"I don't care enough about myself to care what I eat," this worn-out ad exec confessed. Or to care when she ate, or if she ever got a minute alone. Putting herself last was as automatic to Billie as making coffee. Incessant demands from her business partner, her teenage daughter, and her elderly mother had convinced Billie she didn't have time to peel an orange, let alone leave her desk to eat. Like the Super Size Me filmmaker, she kept eating junk food despite the weight gain and the toll on her health. If she was going to get serious about slimming down and going off blood pressure medication, Billie would have to start putting herself first. Dieting would feel too depriving, she realized, unless she stopped depriving herself of alone time. At first she could find only 15 minutes a day to listen to a personalized hypnosis tape or a Jon Kabat-Zinn mindfulness meditation CD (from MindfulnessTapes.com). (Early studies indicate that mindfulness training significantly reduces compulsive overeating.) But she began setting up regular dates with a masseuse and made it a priority to relax at night with a tape or a book.

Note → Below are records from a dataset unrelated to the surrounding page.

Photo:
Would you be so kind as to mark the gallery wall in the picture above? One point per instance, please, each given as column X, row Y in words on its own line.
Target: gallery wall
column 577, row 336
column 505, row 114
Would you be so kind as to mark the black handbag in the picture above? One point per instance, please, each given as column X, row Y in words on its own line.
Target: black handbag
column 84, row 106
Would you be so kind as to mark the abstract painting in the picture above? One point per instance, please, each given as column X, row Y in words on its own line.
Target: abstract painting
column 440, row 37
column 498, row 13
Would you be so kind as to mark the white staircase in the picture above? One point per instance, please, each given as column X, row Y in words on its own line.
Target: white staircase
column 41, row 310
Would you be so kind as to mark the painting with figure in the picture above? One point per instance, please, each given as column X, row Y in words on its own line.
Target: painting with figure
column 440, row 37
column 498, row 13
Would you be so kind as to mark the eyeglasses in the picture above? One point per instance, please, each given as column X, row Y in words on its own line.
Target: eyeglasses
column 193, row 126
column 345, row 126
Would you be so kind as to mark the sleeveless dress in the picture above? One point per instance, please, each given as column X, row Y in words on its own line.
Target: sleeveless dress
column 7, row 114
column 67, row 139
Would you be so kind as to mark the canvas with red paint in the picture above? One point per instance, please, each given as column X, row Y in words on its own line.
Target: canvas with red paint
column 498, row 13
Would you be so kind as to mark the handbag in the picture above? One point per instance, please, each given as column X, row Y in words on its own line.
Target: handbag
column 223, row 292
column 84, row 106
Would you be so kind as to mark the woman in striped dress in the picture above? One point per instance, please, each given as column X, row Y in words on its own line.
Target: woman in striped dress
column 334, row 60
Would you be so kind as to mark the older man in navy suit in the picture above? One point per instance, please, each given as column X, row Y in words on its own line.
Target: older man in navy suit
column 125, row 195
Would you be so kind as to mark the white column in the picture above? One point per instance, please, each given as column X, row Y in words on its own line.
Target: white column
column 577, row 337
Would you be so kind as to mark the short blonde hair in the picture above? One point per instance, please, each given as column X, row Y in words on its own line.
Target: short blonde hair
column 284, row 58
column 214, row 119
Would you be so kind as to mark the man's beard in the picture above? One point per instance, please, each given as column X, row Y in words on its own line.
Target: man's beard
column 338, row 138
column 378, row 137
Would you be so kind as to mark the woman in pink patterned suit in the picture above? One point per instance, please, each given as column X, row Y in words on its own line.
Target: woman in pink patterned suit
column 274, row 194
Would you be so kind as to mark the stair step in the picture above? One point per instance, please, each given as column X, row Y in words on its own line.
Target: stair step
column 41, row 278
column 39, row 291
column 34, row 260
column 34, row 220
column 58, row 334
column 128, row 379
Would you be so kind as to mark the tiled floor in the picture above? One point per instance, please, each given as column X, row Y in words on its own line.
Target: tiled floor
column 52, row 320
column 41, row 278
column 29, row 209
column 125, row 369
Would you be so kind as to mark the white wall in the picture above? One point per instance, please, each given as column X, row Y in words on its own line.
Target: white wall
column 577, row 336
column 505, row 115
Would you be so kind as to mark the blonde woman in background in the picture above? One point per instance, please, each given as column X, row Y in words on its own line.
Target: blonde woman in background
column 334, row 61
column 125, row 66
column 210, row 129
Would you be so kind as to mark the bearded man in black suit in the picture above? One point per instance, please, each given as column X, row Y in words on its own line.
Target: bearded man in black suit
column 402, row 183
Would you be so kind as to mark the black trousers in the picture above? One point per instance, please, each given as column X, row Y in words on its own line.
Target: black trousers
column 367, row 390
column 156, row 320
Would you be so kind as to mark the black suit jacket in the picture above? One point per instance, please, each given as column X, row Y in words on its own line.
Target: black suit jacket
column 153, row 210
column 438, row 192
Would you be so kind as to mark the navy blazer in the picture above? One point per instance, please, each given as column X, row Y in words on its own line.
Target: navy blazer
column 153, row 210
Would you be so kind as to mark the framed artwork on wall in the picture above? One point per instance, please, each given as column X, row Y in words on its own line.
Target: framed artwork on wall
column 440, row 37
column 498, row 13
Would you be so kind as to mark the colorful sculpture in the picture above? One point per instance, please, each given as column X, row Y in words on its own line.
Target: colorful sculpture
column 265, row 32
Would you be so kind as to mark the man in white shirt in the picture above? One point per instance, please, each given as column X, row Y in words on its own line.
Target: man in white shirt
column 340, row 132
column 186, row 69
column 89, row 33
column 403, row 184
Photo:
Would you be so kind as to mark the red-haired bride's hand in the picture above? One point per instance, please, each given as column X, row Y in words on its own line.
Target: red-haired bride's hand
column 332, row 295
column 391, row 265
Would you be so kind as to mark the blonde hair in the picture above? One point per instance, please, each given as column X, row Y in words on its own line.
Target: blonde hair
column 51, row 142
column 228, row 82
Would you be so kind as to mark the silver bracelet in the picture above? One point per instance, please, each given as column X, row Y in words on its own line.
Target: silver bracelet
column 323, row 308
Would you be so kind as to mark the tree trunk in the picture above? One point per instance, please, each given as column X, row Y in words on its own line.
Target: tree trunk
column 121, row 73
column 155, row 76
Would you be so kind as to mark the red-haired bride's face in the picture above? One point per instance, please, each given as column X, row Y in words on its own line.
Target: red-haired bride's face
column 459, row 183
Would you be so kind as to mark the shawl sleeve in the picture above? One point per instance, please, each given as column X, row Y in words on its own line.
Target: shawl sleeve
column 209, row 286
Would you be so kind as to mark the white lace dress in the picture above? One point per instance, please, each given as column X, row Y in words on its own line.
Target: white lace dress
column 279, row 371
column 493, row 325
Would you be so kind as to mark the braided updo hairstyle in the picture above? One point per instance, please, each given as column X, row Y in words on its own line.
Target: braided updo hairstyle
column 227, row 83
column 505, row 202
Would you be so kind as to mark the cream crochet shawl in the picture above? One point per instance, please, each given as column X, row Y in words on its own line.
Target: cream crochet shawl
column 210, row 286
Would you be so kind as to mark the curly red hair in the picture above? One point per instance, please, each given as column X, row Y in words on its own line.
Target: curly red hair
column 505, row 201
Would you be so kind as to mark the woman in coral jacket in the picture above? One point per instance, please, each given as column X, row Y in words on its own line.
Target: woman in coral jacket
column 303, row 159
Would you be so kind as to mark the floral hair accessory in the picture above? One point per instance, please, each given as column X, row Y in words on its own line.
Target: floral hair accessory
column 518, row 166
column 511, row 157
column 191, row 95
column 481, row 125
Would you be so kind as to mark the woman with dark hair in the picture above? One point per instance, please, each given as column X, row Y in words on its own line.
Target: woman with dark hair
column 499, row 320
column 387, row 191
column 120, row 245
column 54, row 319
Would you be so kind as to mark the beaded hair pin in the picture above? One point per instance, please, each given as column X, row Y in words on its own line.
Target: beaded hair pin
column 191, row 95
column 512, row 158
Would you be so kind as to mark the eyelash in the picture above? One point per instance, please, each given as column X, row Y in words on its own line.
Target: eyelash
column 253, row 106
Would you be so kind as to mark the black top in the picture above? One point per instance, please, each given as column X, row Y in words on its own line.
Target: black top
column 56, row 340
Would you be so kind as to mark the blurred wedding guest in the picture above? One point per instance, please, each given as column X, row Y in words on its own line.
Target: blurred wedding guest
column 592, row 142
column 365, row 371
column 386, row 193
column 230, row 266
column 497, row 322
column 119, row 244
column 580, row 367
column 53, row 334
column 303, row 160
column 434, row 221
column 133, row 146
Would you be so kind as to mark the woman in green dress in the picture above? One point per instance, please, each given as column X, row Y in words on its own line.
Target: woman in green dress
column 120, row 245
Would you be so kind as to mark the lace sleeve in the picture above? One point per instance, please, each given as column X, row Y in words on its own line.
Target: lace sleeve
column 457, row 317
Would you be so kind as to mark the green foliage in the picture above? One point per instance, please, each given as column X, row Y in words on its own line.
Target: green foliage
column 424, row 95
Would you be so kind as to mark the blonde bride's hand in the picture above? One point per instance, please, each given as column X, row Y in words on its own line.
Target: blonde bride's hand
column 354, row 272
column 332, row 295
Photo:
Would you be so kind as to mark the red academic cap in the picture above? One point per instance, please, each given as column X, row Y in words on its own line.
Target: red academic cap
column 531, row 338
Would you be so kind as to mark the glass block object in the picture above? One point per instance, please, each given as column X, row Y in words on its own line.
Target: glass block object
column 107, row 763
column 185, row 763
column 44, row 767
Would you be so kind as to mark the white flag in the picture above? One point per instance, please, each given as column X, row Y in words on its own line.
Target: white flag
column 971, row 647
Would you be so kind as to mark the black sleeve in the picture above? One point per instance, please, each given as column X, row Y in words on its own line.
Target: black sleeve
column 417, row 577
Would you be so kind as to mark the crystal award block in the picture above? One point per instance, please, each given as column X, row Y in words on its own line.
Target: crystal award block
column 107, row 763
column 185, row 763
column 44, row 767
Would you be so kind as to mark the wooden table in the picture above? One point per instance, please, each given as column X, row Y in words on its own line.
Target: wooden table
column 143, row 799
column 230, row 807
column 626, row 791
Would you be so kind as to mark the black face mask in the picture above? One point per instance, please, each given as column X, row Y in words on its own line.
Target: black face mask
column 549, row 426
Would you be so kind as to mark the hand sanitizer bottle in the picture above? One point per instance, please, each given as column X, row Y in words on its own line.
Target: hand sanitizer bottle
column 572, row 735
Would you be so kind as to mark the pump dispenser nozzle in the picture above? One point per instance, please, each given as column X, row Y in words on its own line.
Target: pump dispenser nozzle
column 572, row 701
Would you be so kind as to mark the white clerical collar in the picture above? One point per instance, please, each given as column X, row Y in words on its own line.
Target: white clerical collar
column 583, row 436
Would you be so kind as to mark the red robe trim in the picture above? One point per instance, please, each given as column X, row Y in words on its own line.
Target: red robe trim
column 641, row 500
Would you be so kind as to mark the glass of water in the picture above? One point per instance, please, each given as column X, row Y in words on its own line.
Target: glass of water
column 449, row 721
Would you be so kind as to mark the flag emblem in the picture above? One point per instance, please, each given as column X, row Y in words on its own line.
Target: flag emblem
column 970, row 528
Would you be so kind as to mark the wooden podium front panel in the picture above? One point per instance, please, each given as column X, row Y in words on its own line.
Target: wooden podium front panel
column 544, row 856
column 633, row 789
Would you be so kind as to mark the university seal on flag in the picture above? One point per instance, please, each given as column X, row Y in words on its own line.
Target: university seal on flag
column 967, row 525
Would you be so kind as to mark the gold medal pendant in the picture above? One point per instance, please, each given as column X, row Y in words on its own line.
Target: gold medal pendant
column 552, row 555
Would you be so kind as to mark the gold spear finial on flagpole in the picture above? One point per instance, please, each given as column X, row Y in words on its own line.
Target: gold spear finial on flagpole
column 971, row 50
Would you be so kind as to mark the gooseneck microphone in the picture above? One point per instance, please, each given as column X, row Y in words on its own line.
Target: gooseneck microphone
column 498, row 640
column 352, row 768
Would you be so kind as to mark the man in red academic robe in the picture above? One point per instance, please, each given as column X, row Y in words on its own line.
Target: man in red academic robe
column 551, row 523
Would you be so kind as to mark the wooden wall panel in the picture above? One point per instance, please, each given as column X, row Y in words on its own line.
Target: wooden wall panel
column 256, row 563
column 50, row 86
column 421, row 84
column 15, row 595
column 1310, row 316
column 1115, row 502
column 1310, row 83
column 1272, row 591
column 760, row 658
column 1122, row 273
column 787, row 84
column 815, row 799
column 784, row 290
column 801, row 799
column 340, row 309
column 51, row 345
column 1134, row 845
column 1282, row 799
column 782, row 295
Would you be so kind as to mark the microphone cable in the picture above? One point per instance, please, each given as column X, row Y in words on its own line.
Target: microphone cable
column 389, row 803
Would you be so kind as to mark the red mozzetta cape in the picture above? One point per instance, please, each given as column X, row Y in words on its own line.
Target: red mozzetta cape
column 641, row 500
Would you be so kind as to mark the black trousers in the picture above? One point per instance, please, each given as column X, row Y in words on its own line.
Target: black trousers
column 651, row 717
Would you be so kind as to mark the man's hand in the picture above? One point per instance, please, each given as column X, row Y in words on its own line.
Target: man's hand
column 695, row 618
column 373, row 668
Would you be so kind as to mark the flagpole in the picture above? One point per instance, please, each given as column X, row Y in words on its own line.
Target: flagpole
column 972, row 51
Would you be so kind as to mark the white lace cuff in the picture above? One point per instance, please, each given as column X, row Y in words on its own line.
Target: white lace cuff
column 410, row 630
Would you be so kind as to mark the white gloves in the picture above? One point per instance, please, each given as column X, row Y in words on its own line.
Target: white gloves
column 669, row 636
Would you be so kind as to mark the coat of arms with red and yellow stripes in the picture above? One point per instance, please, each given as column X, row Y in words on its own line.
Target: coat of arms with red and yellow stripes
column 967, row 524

Recharging her batteries in these small but significant ways allowed Billie to make other positive changes (packing a healthy lunch instead of grabbing fast food, rejoining the gym), and she began losing weight at a most unlikely time-between Thanksgiving and New Year's.
"I am not at my goal yet," she recently e-mailed, 20 pounds lighter. "But I know I will succeed."
There's no shortage of reasons to put yourself last, but promoting yourself to first even a few hours a week makes shifting to "I can" possible. You're taking an important first step out of helplessness, taking charge in the smallest but most powerful way. You're valuing yourself-and giving your mind enough quiet space to think. When you can think, you can begin to see possibilities of what might work for you.